Cosmopolita como Beirute, São Paulo promoveu um encontro de tradições entre os patrícios - termo usado por eles para se referir aos conterrâneos. Foi no Brasil que Moujaes conheceu uma receita diferente do refogado libanês de quiabo, tomate e cebola. Sua mulher, a filha de libaneses Mari Ambar, por sua vez, aprendeu com o marido o que era mulukhie - folha com a qual se faz o prato de mesmo nome.
E o cultivo do mulukhie, ironicamente, coube aos agricultores japoneses, de quem Hassan Mohamad Moussa, da Casa Líbano, compra a verdura. "Sempre demos um jeito de conseguir os ingredientes. Os parentes traziam, importávamos sumac, pimentas. E hoje existe produção local."
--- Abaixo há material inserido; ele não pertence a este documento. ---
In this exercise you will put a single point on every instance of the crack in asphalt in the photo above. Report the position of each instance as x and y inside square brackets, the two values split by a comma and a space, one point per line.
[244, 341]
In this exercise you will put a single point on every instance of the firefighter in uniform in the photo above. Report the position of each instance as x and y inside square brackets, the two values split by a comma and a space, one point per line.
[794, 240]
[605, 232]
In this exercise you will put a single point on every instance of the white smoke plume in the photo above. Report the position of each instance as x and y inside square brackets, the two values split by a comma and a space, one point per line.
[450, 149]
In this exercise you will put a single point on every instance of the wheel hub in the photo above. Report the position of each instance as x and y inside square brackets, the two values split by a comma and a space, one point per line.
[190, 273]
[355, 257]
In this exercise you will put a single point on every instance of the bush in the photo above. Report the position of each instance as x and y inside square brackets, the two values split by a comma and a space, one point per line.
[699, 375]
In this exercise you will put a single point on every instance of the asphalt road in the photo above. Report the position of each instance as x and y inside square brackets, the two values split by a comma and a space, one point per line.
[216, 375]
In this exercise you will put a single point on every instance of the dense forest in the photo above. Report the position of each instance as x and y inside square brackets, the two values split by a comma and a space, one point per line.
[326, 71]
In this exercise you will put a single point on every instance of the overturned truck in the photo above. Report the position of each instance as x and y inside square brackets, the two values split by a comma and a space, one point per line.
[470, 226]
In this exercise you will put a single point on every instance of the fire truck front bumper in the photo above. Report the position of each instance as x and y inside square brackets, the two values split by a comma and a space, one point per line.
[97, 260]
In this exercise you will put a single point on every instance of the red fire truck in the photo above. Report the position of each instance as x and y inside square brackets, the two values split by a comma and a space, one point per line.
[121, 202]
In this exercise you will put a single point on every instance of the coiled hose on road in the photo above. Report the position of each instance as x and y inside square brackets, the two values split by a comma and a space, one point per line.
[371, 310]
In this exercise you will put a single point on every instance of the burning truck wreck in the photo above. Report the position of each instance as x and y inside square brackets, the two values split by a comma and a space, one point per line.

Histórias como essa fizeram com que a cozinha libanesa no Brasil fosse muito além do fast food abrasileirado de quibes e esfihas. Restaurantes popularizam pratos com carne de carneiro, grãos, coalhadas, frutas secas, verduras e legumes.
Sem falar nos condimentos, como o "sete temperos" ("b’har helo"), em que o doce e o picante se unem em combinações locais que nenhum cozinheiro revela. Só mesmo os cedros milenares conhecem.